The automaker also said it would shutter the Halol plant in Gujarat that currently produces the Tavera and Enjoy MPVs. The plant, employing 1,100 people, is expected to be closed by the second half of 2016, according to the automaker. "Consolidating our manufacturing in a single location in India will support the long-term sustainability of our business in a challenging emerging market," said Arvind Saxena, president and managing director of GM India. GM claims to have discussed the matter with affected workers, although a report in the Mint business daily indicates that this could become a difficult issue for the company. "This is a unique case of exploitation as workers will be forced to look for another job. We will fight and take the matter to court," the report quotes Nihil Mehta, general secretary of the Gujarat Kamdar Mandal, as saying. The union represents 900 workers at the plant.
Outlook and implications
This is a big investment push by GM, which claims to have already invested USD1 billion in its Indian operations since 1996. Consolidation of production capacity is central to GM's plan, even though the move comes at a time when its big competitors are expanding their manufacturing presence in the country. In recent years, Maruti Suzuki, Honda, and Ford have set up, or are in the process of establishing, new factories. Another competitor, Hyundai, is also considering opening a new manufacturing plant in the country. The closure of the Halol plant will effectively halve GM's production capacity in the intermediate term.
A mixture of sluggish market conditions and regulatory changes has made GM a marginal player in India over the past couple of years. The government's decision to gradually remove subsidies on diesel fuel in early 2013 was a big setback for GM, which relied excessively on diesel vehicles to drive sales in India. Meanwhile, accusations of corporate fraud relating to non-compliant engines dented the automaker's reputation in the country.
In the first six months of 2015, the automaker sold 21,792 units in India, a massive decline of 34.2% y/y. In the same period, India's passenger vehicle market grew 5% y/y. Although its local sales are dwindling, GM hopes to capitalise on its export strategy, which makes financial sense since a weak rupee makes exports advantageous. GM India is planning to export almost 30% of its total production until 2017, even though it is a latecomer in this regard. Starting from a low base, the automaker aims to increase its overseas shipments to 20,000 units in 2015 and 40,000 units in 2016 and 2017.
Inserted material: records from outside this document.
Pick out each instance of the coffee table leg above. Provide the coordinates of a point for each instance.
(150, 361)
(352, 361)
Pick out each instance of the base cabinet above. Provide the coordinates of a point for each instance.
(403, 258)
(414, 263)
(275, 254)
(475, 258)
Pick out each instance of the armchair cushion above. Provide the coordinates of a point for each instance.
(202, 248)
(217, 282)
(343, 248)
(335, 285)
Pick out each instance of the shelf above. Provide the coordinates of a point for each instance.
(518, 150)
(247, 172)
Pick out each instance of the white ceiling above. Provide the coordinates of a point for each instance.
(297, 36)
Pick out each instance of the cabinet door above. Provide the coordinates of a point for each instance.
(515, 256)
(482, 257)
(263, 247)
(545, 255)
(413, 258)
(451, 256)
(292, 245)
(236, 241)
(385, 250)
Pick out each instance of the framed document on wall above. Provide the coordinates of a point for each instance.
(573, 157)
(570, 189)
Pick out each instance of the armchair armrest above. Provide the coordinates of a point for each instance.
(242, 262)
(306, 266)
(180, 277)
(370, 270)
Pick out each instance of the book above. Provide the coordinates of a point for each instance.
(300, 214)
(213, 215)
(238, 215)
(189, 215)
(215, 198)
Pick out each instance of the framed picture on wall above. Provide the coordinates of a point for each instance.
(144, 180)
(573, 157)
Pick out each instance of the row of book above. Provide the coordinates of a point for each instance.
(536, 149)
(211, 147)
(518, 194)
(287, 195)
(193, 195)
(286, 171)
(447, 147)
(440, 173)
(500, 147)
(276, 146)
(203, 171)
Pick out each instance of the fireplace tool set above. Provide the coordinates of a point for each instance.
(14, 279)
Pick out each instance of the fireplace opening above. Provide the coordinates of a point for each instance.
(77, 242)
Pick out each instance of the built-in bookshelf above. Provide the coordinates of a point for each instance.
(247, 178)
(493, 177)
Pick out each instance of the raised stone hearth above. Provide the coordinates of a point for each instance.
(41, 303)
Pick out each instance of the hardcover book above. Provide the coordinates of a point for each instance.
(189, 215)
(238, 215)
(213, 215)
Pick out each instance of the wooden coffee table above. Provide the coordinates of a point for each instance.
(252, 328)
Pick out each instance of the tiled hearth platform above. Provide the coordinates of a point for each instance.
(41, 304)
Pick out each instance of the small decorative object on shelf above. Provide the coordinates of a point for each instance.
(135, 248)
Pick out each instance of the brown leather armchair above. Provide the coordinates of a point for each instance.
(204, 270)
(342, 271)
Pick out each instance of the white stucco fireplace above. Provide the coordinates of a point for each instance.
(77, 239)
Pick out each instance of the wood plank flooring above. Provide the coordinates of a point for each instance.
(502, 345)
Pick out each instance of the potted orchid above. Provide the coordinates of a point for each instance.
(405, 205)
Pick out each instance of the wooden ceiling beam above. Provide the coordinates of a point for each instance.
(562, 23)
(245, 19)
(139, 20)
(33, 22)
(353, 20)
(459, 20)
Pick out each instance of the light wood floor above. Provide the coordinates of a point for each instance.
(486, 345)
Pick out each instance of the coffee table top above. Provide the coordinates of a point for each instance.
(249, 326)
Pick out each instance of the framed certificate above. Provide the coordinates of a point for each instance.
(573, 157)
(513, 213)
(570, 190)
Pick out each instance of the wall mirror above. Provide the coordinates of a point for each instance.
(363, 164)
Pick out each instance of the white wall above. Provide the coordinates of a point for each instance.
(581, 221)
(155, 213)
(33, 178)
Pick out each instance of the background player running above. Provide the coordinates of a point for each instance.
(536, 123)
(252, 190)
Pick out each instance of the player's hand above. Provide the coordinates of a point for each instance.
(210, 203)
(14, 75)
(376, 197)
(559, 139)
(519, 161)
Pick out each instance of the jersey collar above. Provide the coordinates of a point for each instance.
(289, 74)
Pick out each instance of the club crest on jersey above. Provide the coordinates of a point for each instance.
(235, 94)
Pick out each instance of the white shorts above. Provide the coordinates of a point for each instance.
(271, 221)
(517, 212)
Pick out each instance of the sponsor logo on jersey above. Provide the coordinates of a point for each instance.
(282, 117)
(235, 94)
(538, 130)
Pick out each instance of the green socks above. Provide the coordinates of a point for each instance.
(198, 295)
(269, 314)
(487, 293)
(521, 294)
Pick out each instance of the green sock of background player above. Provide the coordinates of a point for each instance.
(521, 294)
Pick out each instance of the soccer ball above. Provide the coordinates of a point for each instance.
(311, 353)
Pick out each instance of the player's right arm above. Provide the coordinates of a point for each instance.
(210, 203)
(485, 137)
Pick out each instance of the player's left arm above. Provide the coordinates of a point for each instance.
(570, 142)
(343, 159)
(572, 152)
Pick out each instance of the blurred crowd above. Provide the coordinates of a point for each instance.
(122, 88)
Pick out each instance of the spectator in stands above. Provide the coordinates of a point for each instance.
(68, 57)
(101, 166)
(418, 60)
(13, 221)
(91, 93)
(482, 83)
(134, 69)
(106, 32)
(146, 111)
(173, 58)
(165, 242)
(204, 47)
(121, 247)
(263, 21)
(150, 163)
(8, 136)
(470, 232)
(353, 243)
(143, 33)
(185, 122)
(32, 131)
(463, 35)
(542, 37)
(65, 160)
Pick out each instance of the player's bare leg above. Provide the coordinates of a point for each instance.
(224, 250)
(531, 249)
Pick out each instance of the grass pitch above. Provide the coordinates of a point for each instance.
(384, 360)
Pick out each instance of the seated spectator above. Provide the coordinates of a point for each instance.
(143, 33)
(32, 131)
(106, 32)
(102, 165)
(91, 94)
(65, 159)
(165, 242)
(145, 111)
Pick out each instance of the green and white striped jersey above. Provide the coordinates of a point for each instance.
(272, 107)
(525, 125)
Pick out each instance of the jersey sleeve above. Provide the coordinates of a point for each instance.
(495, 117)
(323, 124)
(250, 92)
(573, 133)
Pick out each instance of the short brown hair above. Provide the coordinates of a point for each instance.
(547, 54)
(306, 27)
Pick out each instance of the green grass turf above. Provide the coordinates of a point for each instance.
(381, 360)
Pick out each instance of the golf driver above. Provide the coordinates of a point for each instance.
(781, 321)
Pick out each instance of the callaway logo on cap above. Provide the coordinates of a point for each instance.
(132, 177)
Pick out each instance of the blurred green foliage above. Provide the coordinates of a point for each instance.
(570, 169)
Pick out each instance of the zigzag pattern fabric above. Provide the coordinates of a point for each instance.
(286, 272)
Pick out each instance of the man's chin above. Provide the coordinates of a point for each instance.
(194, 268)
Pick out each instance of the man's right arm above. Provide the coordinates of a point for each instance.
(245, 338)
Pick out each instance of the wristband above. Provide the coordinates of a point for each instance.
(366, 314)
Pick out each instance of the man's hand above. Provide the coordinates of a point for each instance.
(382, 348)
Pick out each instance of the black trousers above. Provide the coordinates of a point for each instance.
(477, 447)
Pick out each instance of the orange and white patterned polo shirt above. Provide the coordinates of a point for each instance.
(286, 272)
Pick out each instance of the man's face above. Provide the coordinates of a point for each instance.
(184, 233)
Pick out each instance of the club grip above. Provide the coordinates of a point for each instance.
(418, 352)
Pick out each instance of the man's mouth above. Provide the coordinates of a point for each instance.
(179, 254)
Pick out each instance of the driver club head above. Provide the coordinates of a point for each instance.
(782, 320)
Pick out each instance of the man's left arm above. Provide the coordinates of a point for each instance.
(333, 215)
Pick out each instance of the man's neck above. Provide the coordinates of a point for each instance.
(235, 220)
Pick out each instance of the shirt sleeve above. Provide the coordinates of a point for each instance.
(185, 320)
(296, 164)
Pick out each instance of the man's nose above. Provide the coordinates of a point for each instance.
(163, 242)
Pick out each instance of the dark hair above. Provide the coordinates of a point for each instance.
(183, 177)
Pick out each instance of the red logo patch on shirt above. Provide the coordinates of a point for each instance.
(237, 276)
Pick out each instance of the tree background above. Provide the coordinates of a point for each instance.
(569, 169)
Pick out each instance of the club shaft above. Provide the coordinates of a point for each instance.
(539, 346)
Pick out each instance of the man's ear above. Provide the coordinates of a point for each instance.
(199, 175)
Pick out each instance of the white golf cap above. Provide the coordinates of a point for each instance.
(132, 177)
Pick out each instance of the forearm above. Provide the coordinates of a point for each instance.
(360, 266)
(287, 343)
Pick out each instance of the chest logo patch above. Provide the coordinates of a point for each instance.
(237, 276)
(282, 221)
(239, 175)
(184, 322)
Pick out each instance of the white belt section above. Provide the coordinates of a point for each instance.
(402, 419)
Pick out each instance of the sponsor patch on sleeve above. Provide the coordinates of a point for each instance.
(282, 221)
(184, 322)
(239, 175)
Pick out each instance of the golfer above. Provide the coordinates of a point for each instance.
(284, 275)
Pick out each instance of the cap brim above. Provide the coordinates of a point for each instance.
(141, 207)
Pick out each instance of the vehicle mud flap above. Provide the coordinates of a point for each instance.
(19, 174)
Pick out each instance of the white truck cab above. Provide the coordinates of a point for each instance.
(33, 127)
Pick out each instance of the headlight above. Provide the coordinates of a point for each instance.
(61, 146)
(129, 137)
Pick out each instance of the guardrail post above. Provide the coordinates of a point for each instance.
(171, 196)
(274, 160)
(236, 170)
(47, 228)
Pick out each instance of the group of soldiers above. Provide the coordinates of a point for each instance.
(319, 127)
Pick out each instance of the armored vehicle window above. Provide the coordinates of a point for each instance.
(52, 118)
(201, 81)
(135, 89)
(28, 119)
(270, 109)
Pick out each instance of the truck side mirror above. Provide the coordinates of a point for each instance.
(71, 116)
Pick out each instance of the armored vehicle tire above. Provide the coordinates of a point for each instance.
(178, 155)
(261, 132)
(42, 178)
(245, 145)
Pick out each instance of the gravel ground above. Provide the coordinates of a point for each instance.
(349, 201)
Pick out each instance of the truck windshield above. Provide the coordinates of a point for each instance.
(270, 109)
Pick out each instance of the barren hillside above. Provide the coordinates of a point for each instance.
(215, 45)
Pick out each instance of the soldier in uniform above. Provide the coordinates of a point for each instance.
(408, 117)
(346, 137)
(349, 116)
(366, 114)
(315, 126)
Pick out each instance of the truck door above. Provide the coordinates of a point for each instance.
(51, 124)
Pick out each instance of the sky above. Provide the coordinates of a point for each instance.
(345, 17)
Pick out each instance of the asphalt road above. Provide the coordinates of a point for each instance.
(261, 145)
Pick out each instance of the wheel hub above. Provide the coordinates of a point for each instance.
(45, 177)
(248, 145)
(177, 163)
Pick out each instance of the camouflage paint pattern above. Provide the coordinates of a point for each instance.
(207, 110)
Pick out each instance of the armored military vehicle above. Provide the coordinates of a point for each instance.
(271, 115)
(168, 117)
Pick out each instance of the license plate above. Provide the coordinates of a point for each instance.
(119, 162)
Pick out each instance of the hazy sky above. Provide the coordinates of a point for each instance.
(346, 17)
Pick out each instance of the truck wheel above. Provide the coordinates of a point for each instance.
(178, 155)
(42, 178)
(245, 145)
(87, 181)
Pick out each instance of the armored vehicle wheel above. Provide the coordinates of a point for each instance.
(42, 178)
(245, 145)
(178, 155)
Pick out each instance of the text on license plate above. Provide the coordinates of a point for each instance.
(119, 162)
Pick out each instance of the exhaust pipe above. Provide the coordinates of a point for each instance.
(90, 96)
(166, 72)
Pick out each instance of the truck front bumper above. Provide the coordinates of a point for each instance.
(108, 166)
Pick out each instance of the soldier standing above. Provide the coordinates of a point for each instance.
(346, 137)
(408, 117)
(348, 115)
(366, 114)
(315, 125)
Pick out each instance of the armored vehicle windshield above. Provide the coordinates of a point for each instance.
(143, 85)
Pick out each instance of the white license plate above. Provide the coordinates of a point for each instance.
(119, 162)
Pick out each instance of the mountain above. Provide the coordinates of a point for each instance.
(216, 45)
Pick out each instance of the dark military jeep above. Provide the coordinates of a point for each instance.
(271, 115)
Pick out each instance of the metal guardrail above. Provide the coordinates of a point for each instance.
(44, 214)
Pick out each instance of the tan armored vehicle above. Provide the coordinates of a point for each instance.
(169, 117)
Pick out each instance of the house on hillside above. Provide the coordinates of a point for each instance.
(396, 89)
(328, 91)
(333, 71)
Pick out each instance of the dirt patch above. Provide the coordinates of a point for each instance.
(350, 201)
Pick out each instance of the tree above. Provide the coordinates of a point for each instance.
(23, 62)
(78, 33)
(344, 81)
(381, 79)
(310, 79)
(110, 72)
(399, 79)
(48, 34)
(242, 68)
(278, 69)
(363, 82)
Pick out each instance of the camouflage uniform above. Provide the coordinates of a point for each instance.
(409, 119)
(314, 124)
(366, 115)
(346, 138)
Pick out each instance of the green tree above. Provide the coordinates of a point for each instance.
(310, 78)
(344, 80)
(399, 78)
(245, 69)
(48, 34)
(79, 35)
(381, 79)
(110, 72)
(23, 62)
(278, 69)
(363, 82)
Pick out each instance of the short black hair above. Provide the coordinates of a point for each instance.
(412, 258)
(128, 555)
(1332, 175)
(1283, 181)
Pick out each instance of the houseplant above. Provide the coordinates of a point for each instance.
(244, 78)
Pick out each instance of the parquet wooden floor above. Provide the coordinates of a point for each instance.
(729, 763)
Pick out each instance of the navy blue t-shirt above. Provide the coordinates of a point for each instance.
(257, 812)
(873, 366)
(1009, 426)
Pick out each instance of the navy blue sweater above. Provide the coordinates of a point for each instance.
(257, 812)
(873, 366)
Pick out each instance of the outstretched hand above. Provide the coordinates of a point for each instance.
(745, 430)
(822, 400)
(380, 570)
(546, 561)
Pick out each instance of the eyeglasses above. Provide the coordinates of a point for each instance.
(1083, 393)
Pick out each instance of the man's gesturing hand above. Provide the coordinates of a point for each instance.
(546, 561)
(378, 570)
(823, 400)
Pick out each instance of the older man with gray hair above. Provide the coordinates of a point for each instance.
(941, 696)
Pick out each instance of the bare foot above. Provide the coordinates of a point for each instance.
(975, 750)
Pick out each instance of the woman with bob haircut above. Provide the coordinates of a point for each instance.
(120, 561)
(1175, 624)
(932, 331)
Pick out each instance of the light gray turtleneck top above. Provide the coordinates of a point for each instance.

With its plant utilisation rates declining, it was important for GM to stop production at one of its two Indian facilities. The decision to close the Halol plant is a bitter pill that GM hopes will be able to cure its ailments in India. However, much will depend on its product plans. GM has had some success with the Beat that was launched in 2010, but this has eventually been overshadowed by newer competitors. In subsequent years, its rebadged Chinese offerings have also failed to attract customers. The same is true of the Enjoy MPV. Looking ahead, it aims to enter new and growing segments such as compact SUVs, but GM will essentially be a latecomer here and IHS Automotive expects Maruti Suzuki, Hyundai, and Mahindra & Mahindra (M&M) to emerge as the biggest winners in this segment by 2018.